I got dual PSA XV15 for subs ..

And my room is about 18 feet x 22 feet ..

My main use for this room with be for movies and TV shows, although I may also occasionally play PS4, etc .. Music doesn't come in this room's usage though .. My primary front seating in the room is about 14 feet away from the projector screen ..
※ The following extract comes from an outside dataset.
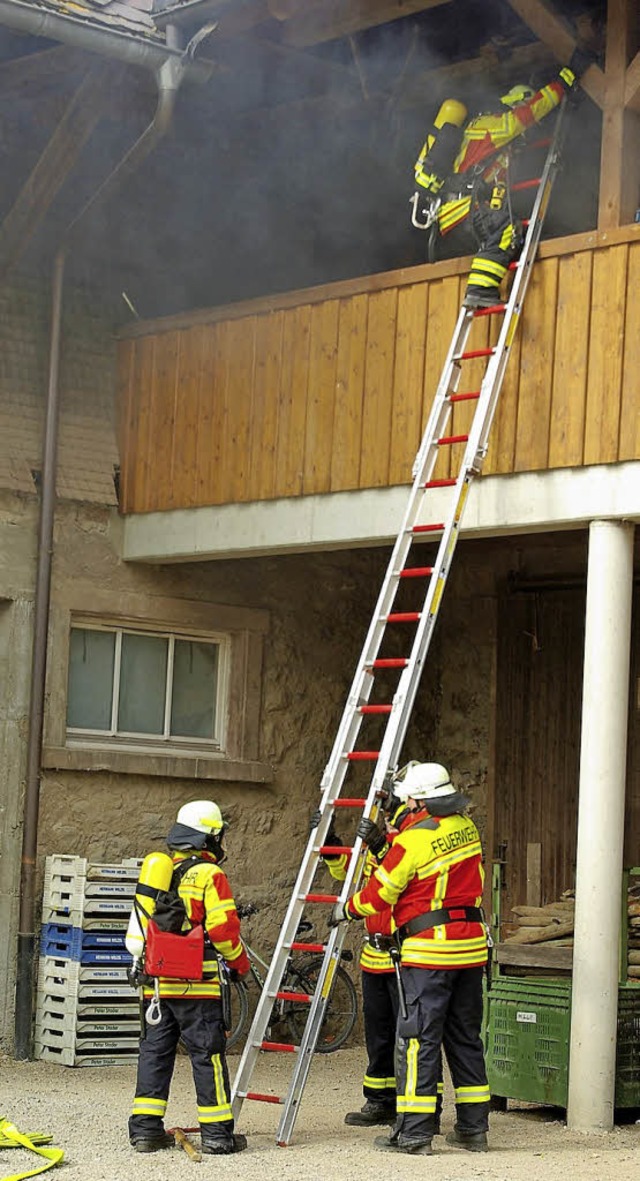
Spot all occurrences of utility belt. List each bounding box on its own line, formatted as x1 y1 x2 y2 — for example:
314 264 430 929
365 934 398 954
398 906 484 939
Onkyo NR818 was one A/V Receiver I was considering, but this is solely because its generally recommended .. I have no idea if it will be able to drive these speakers/subs in an 18 feet x 22 feet or not ..

So need suggestions


----------



## ahmadka (Nov 27, 2010)

Onkyo NR818 I now feel probably just doesn't have enough juice to drive those speakers at higher volumes in my 18x22 feet room ..

So here's a new list:

Onkyo-929
Denon-X4000
Denon-X4311ci
Marantz SR7007

First 3 are more preferred as they have XT32 .. I don't necessarily need 9 channels right now, but I wonder which is more recommended for an 18 x 22 feet room, between the two Denon's I've listed ..

Better control for dual subs makes the Denon-X4000 stand out here .. Not sure if Denon 4311 also has this feature or not ..

Need your advice people ! ..


----------



## ahmadka (Nov 27, 2010)

Anyone ... ?


----------



## tonyvdb (Sep 5, 2007)

The Onkyo 929 and 818 have identical amplification sections. either one would have no issues driving your speakers. The Denon X4000 has a less powerful amp section


----------